Under the existing law, beginning on January 1, 2010 a local government’s land use actions had to be “consistent with” their comprehensive plan. However, there was confusion regarding what actions this applied to, and just what “consistent with” actually meant. The new amendments provide some clarity. To begin with, the amendments provide a definition of a “comprehensive plan” – “a guide to the physical, social and economic development of a local governmental unit.” The amendments also define “consistent with” as “furthers or does not contradict the objectives, goals, and policies contained in the comprehensive plan.”
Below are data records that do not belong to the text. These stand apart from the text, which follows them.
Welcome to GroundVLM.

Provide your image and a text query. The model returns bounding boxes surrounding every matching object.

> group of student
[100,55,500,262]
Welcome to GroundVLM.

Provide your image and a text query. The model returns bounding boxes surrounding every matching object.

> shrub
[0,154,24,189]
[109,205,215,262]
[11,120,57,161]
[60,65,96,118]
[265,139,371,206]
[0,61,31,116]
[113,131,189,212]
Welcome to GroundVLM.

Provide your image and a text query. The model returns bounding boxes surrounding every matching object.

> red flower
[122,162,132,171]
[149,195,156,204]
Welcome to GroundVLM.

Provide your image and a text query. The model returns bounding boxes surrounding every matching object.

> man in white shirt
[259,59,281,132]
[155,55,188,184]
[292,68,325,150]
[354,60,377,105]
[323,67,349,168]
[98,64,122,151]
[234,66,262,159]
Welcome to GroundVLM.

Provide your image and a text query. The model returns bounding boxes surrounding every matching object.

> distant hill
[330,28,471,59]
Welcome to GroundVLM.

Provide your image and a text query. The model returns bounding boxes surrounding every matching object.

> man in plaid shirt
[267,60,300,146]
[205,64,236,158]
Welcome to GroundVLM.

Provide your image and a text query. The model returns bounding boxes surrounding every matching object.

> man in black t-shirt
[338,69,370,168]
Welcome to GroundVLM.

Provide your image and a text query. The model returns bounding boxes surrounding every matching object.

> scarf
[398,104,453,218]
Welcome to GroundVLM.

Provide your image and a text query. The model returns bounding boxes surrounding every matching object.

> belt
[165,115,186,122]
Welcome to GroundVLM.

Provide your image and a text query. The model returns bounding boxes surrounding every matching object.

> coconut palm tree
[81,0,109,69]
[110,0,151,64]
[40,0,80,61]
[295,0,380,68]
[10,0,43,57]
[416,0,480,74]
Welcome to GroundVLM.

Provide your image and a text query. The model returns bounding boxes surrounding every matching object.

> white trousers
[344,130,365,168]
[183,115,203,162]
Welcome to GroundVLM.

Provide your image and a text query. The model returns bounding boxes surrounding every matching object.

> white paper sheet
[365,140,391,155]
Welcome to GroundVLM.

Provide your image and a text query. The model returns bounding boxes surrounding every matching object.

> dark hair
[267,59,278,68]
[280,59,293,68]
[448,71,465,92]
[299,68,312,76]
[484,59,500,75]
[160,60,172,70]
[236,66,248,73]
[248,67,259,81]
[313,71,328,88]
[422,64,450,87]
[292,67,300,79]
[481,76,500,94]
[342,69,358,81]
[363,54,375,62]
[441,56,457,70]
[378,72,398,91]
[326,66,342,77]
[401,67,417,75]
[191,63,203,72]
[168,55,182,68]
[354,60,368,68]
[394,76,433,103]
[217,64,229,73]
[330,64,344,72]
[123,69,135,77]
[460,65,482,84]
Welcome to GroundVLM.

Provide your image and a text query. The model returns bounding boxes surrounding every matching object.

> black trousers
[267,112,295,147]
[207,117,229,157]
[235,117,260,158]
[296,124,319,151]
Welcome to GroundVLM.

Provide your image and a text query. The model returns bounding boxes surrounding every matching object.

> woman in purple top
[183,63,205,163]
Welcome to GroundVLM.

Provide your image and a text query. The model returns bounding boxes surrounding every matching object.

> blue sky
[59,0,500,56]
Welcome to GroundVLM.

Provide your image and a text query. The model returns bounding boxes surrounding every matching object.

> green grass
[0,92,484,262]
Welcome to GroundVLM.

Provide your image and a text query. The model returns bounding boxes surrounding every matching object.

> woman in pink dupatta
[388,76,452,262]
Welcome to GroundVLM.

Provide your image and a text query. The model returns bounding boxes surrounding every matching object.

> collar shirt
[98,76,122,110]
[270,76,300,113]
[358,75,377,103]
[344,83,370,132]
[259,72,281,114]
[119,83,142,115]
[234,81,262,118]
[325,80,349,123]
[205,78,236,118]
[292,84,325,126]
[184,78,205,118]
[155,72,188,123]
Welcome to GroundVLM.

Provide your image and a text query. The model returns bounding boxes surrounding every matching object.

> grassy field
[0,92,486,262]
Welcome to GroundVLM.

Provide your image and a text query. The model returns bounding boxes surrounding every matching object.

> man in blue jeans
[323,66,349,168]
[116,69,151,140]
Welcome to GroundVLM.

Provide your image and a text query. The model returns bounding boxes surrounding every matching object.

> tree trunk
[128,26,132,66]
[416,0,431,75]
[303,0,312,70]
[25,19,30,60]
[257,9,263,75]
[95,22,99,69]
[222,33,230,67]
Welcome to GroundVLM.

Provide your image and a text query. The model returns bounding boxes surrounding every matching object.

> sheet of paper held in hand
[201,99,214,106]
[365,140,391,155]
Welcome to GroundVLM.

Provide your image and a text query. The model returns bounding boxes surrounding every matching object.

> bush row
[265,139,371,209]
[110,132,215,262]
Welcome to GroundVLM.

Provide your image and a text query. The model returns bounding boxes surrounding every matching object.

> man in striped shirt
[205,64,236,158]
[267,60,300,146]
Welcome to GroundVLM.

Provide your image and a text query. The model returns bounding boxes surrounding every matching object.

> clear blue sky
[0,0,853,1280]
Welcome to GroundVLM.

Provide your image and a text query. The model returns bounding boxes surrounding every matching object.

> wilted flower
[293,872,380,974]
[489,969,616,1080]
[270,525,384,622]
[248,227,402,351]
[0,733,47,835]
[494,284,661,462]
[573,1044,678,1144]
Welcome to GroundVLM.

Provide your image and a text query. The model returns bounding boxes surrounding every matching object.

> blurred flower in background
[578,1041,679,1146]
The amendments also specify which government actions must be consistent with the comprehensive plan – ordinances related to official mapping, local subdivision regulation, and zoning, including zoning of shorelands or wetlands in shorelands. The new law also clarifies that “enactment of a comprehensive plan by ordinance does not make the comprehensive plan by itself a regulation.” This had been an area of much discussion and confusion, as to whether simply having a comprehensive plan had any actual regulatory effect on landowners – the answer now appears to be no.
Finally, the law provides for a limited delay in the consistency requirement deadline of January 1, 2010 under certain limited circumstances. If your municipality is having difficulty meeting the deadline, you should consult your municipal attorney to see if the delay might apply to your circumstances.